The National Dairy ran until about 1948 when Mary died.
The Metesh family is very prevalent in Butte, Montana. Geologists, Ranchers, Environmentalists and the like. Until this research, I had no idea Slovenians were such a big part of Montana.
In 1912 Mr. A. J. Terbovec writes about the town itself: “Butte is the largest city of Montana (39,165 inhabitants), and the largest Slovene settlement in this state. The town is alive and beautiful. It lies at the foot of mountains of medium height. Copper ore is brought up by hoists from the depths of these mountains. The majority of the Slovenes are employed in these mines, as are also the Serbs and Croats. The Slovenes already have stores and a few taverns.
A large number of Slovenes have been here for many years already.
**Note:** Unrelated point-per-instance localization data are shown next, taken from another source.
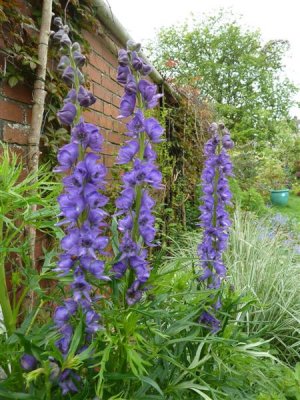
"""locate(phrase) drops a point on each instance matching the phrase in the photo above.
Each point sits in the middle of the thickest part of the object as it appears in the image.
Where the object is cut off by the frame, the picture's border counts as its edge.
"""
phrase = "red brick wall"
(16, 103)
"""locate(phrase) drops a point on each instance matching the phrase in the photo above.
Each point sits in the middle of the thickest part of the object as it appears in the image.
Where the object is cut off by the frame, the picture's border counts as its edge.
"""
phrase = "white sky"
(277, 19)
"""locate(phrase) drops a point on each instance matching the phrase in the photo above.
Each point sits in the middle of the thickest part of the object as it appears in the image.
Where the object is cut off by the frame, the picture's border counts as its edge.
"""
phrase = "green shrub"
(248, 200)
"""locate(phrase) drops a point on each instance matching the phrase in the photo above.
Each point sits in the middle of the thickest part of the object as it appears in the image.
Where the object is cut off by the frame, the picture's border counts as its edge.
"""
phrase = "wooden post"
(39, 95)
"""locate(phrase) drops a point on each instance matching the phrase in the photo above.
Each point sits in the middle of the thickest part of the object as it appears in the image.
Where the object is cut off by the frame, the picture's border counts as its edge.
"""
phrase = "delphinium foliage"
(134, 205)
(81, 207)
(214, 218)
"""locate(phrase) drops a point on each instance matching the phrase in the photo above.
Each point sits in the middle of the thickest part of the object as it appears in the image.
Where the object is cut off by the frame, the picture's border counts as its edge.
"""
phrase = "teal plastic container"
(280, 197)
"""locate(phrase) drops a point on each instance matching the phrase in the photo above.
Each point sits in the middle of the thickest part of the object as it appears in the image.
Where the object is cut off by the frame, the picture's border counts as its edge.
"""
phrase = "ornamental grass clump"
(80, 204)
(134, 205)
(214, 218)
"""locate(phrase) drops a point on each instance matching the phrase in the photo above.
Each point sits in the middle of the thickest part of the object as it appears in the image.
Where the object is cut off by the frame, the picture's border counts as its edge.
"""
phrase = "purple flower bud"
(57, 21)
(71, 96)
(79, 59)
(119, 270)
(28, 362)
(227, 142)
(146, 69)
(131, 86)
(67, 114)
(64, 62)
(85, 98)
(154, 130)
(76, 47)
(127, 105)
(59, 34)
(123, 57)
(65, 40)
(137, 62)
(133, 296)
(61, 315)
(68, 75)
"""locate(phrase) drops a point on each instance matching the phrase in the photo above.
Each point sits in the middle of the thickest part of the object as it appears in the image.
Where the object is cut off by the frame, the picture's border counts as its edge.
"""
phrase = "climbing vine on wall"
(20, 21)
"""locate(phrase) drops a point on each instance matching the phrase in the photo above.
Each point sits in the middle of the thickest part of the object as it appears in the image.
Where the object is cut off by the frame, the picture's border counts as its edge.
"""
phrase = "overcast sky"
(276, 19)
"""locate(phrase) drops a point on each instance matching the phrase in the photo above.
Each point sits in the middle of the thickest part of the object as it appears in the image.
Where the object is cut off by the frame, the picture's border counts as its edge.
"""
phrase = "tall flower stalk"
(134, 205)
(214, 218)
(80, 204)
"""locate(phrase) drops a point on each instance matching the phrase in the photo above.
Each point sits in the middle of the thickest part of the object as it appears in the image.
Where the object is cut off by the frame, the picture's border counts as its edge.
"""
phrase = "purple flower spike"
(79, 58)
(28, 362)
(137, 62)
(69, 75)
(134, 204)
(214, 217)
(67, 114)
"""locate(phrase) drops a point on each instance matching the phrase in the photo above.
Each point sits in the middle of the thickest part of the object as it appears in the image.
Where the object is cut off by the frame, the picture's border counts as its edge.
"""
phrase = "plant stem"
(4, 298)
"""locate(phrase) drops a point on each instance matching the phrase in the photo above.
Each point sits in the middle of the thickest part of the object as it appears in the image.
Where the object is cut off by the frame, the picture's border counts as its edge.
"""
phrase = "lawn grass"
(291, 210)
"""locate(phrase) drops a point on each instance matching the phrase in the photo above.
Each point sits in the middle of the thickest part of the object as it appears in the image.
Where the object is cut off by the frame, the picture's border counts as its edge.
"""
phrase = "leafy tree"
(231, 67)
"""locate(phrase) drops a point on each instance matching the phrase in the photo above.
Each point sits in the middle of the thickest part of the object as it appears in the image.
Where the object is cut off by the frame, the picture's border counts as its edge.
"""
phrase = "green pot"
(280, 197)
Some have a fair amount of wealth. Others, at least have their own houses. Even though three is no Slovene school here and the children have to attend English schools, the young people have high esteem for their mother tongue and are never ashamed of it, as is the case, unfortunately, in many other regions. The Slovene girls stand out especially, which speak in their favor just as does their honesty. It honors both the older people and the youth”.